It turns out (as I had expected) the idea of combining encipherment and secure hashing in one operation is familiar in the crypto industry. However, the approaches I see published look painfully crude. EAX and CCM, in particular, are no faster than enciphering normally and then hashing with SHA, so what's the point? Kerberos 4 used "propagating CBC" which has the weakness that if you swap two (at-the-time 8-byte) ciphertext blocks, the plaintext is garbled but the checksum is good. That should be fixable with (more-or-less-) simple whitening. E.g, here's 16 bytes of endian-agnostic whitening:
#define MASK64 0x00ff00ff00ff00ffULL
#define WASH64 0x005a005a005a005aULL
sum_lo = ((((sum_lo & MASK64) + WASH64)
& MASK64)
| (((sum_lo & ~MASK64) + (WASH64<<8))
& ~MASK64));
sum_hi = ((((sum_hi & MASK64) + WASH64)
& MASK64)
| (((sum_hi & ~MASK64) + (WASH64<<8))
& ~MASK64));
I kind of prefer the CFB w/checksum approach:
C(i) = sum(i-1) XOR P(i) sum(i) = W(sum(i-1)) XOR AES(C(i)) sum(0) = AES(IV)where W is whitening as above.

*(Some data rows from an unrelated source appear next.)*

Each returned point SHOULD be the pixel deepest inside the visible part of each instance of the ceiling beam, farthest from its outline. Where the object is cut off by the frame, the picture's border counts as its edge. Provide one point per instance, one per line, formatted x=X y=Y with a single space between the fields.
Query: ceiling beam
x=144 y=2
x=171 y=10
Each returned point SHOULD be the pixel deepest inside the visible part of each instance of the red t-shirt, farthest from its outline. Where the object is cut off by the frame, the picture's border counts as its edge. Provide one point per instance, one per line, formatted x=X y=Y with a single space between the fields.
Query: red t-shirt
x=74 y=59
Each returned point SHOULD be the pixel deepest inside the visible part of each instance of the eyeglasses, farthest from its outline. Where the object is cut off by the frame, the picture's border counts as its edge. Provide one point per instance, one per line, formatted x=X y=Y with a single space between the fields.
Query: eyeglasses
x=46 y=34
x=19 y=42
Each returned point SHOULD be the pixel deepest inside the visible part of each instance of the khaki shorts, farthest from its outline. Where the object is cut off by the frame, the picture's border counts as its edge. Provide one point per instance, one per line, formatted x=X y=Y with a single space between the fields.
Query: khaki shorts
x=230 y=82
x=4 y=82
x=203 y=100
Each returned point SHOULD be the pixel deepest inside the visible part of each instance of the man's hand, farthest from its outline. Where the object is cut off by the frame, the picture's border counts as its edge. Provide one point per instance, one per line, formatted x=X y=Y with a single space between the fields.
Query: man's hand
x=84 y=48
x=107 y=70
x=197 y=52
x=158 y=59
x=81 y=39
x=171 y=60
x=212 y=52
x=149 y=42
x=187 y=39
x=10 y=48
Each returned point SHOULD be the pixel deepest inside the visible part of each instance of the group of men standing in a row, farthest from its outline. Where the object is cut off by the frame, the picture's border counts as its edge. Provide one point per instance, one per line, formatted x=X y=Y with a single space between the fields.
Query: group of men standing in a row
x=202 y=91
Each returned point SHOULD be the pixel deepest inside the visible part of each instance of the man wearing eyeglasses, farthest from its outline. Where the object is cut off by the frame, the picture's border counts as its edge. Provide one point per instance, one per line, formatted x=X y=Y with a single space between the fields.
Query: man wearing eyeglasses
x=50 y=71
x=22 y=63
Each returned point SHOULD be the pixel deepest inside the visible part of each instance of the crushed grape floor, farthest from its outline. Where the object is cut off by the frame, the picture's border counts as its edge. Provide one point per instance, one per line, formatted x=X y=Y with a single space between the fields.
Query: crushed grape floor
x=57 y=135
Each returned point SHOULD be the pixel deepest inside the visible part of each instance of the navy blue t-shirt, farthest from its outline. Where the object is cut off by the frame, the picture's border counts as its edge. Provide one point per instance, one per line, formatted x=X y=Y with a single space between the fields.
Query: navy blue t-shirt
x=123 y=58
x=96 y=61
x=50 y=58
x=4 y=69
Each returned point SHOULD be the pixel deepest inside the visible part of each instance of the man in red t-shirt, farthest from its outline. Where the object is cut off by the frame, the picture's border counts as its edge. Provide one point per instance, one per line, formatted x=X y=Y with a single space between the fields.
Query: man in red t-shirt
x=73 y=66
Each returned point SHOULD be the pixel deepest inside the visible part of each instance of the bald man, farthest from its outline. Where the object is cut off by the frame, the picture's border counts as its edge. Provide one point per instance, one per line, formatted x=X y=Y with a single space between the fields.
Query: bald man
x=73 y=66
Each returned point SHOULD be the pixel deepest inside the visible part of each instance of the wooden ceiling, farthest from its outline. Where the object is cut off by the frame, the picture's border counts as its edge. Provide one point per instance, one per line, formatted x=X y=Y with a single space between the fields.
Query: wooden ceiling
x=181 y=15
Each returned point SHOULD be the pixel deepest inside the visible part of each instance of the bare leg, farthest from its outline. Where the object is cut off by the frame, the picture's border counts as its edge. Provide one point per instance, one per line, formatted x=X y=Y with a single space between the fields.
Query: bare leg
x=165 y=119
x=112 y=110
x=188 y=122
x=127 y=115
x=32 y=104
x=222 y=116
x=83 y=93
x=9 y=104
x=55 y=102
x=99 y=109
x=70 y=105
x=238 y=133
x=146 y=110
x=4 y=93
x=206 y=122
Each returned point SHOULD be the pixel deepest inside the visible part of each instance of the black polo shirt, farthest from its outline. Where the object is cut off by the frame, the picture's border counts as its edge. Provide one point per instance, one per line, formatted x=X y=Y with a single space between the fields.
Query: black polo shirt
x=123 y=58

apenwarr: Automatic variable-type (and argument-type) deduction from initialization value is (1) well-known from Haskell and ML, (2) one of the important new features of C++09, and (3) coming this year or early next to a GNU G++ near you. C# could have had the feature any time, but MS didn't think of adding it until they saw C++ would have it. Of course it's particularly useful only when you have real templates.